To improve health care, governments need to use the right data

DECIDING where to seek treatment might seem simple for a German diagnosed with prostate cancer. The five-year survival rate hardly varies from one clinic to the next: all bunch around the national average of 94%. Health-care providers in Germany, and elsewhere, have usually been judged only by broad outcomes such as mortality.

But to patients, good health means more than life or death. Thanks to a study in 2011 by Germany’s biggest insurer, a sufferer now knows that the national average rate of severe erectile dysfunction a year after removal of a cancerous prostate gland is 76%—but at the best clinic, just 17%. For incontinence, the average is 43%; the best, 9%. But such information is the exception in Germany and elsewhere, not the rule.

What matters to patients should also matter to policymakers. Side-effects such as erectile dysfunction and incontinence are not only unpleasant, but expensive to treat. And measuring outcomes is the first step to choosing the best treatments and providers at the lowest prices.

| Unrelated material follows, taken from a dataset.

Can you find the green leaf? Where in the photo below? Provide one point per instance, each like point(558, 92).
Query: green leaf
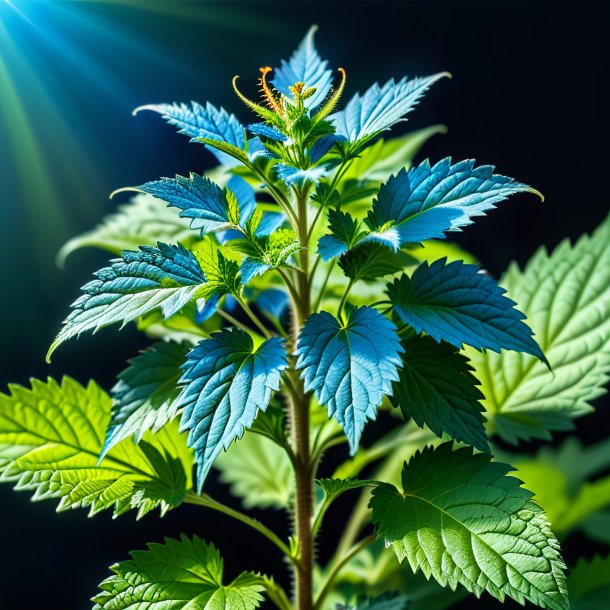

But few places do this well, says Michael Porter of Harvard Business School.

Doctors and administrators have long argued that tracking patients after treatment would be too difficult and costly, and unfair to providers lumbered with particularly unhealthy patients. But better sharing of medical records and a switch to holding them electronically mean that such arguments are now moot. Risk-adjustment tools cut the chances that providers are judged on the quality of their patients, not their care.

In theory, national health-care systems should find measuring outcomes easier. Britain’s National Health Service (NHS) compiles masses of data. But it stores most data by region or clinic, and rarely tracks individual patients as they progress through treatment. Sweden’s quality registries do better. They analyse long-term outcomes for patients with similar conditions, or who have undergone the same treatment. Some go back to the 1970s and one of the oldest keeps records of hip replacements, letting medics compare the long-term performance of procedures and implants. Sweden now has the world’s lowest failure rate for artificial hips.

Elsewhere, individual hospitals are blazing a trail. Germany’s Martini-Klinik uses records going back a decade to fine-tune its treatment for prostate problems. The Cleveland Clinic, a non-profit outfit specialising in cardiac surgery, publishes a wide range of outcome statistics; it now has America’s lowest mortality rate for cardiac patients. And though American politicians flinch at the phrase “cost-effectiveness”, some of the country’s private health firms have become statistical whizzes. Kaiser Permanente, which operates in nine states and Washington, DC, pools the medical records for all its centres and, according to McKinsey, a consultancy, has improved care and saved $1 billion as a result.

Such approaches are easiest in fields such as prostate care and cardiac surgery, where measures for quality-of-life are clear. But some clinics have started to track less obvious variables too, such as how soon after surgery patients get back to work. This is new ground for doctors, who have long focused on clinical outcomes such as infection and re-admission rates. But by thinking about what matters to patients, providers can improve care and lower costs at the same time.